On 11/6/13 5:38 AM, Russel Winder wrote:
On Wed, 2013-11-06 at 08:26 +0100, Paulo Pinto wrote:
[…]
I rather use D than Go, but it has more to do with Go's community
with their religion decisions about generics, dynamic loading,
exceptions, enumerations, package management than anything else.

I find the Go community excellent. The mailing list is only a small part
of the community. Try coming to one of the monthly Go user group
meetings in London.

Online fora are the universal place where the community meets.

All communities are "religious". This D community takes religious
decisions just as much as the Go, Scala, C++, etc. ones.

I disagree with this relativism that makes all language communities somehow idempotent. Programming languages' communities are very strongly influenced by their leaders. I'm friends with Walter so I can't be objective on that one, but let me just say his core values are well propagated within the community. I'll abstain to comment much about the Go community beyond this: it doesn't seem my cup of tea (even leaving aside technical issues).

The position on
generics is not strange if you understand the Go language, it's
computational model and philosophy. Go is taking a non-standard
position, but it is not wrong, it just means that approaches to
algorithms you would take in Ada, C++, D, Rust, Java, Scala, etc. do not
apply directly to Go. It is a shift of mindset and view. If this doesn't
work for you, fine.

I also disagree with this "agree to disagree" that leaves everybody vacuously lukewarm. I think there are things that are just right and things that are just wrong. Go's team was unable to add generics to the language. That locks Go out of a variety of tools and techniques, which does not make it only "different", it effectively pauperizes the language leaving it the sole advantage that it's smaller. One non-technical current that I find quite difficult to like is that the Go proponents have not only shun generics, but effectively made it a politically incorrect topic in their community. All discussion on generics on the go forums are quickly shushed away.
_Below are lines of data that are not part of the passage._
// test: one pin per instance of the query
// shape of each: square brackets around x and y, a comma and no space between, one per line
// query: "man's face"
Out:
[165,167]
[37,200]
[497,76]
Now for those of us that have become used to the niceties the
mainstream languages have adopted from academia in the last 30
years, Go feels a bit too light.

But for those people seeking a native code language coming from Python,
Go is a breath of fresh air where D, C++, etc. are claustrophobic
language stuck in the attitudes of the 1970s.

Interesting. Why would be D in the same category with C++ 1970s-attidude-wise, and how is Go a breath of fresh air? If anything, the latter seems to me it kinda implements ideas that seemed cool in the 1970s, but nothing since.